Title: Non-Convex Min-Max Games: From Defense Against Adversarial Attacks to Fair Inference
Abstract: Recent applications that arise in machine learning have surged significant interest in solving min-max saddle point games. This problem has been extensively studied in the convex-concave regime for which a global equilibrium solution can be computed efficiently. In this talk, we study the problem in the non-convex regime and show that an $\epsilon$--first order Nash equilibrium of the game can be computed in O($\epsilon^{-2.5}$) gradient evaluations when only one of the player’s objective is convex. We then discuss the consequences and the application of the developed theory in defense against adversarial attacks to neural networks, fair inference, and generative adversarial imitation learning.

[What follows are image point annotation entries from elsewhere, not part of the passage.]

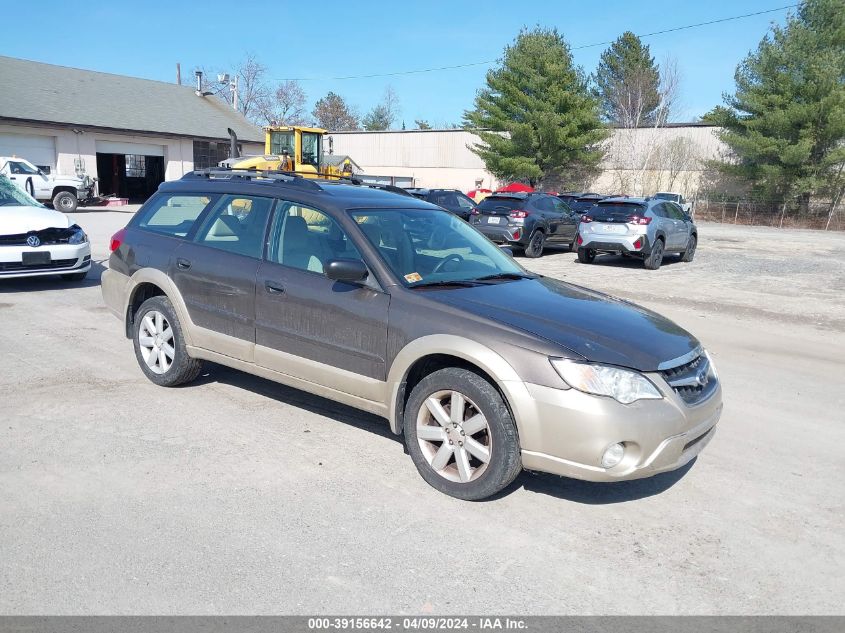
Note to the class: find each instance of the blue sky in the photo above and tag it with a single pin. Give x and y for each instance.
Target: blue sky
(331, 39)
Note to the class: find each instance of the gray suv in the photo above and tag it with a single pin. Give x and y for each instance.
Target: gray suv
(647, 228)
(343, 291)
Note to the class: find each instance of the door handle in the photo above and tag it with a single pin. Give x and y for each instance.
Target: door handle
(273, 288)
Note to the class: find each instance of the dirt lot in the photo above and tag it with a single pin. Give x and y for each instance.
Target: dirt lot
(235, 495)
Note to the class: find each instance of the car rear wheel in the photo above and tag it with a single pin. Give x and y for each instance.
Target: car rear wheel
(586, 255)
(655, 258)
(160, 345)
(688, 254)
(535, 244)
(65, 202)
(461, 435)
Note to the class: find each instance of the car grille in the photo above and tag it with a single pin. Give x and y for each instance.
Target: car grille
(693, 381)
(17, 266)
(45, 236)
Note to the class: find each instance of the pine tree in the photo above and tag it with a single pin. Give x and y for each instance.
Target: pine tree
(785, 123)
(536, 117)
(627, 83)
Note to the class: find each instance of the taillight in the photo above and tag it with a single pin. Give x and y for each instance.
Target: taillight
(117, 240)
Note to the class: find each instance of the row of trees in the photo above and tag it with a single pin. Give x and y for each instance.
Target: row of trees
(285, 103)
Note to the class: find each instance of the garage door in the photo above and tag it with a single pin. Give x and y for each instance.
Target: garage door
(140, 149)
(38, 150)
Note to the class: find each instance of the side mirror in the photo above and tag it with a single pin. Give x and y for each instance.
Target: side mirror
(347, 270)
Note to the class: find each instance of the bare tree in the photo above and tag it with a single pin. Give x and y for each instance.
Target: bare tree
(253, 94)
(287, 106)
(333, 113)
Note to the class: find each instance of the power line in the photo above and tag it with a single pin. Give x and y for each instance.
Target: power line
(574, 48)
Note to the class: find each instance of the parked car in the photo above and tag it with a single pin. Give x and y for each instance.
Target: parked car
(63, 192)
(482, 367)
(36, 241)
(585, 201)
(450, 199)
(526, 220)
(640, 227)
(677, 198)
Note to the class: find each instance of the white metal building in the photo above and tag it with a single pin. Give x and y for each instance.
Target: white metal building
(639, 161)
(130, 133)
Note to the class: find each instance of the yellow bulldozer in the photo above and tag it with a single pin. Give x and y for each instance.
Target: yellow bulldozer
(297, 149)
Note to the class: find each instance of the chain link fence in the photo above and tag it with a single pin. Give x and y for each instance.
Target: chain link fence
(762, 213)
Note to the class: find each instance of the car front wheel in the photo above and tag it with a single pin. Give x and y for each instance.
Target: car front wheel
(160, 345)
(460, 435)
(65, 202)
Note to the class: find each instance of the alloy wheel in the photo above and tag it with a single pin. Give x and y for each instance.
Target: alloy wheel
(155, 338)
(454, 436)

Bio: Meisam Razaviyayn is an assistant professor of Industrial and Systems Engineering and Computer Science at the University of Southern California. Prior to joining USC, he was a postdoctoral research fellow in the Department of Electrical Engineering at Stanford University. He received his PhD in Electrical Engineering with minor in Computer Science at the University of Minnesota and he obtained his MS degree in Mathematics. Meisam Razaviyayn is the recipient of IEEE Data Science Workshop Best Paper Award in 2019, the Signal Processing Society Young Author Best Paper Award in 2014, and the finalist for Best Paper Prize for Young Researcher in Continuous Optimization in 2013 and 2016. His research interests include the design and analysis of large scale optimization algorithms arise in modern data science era.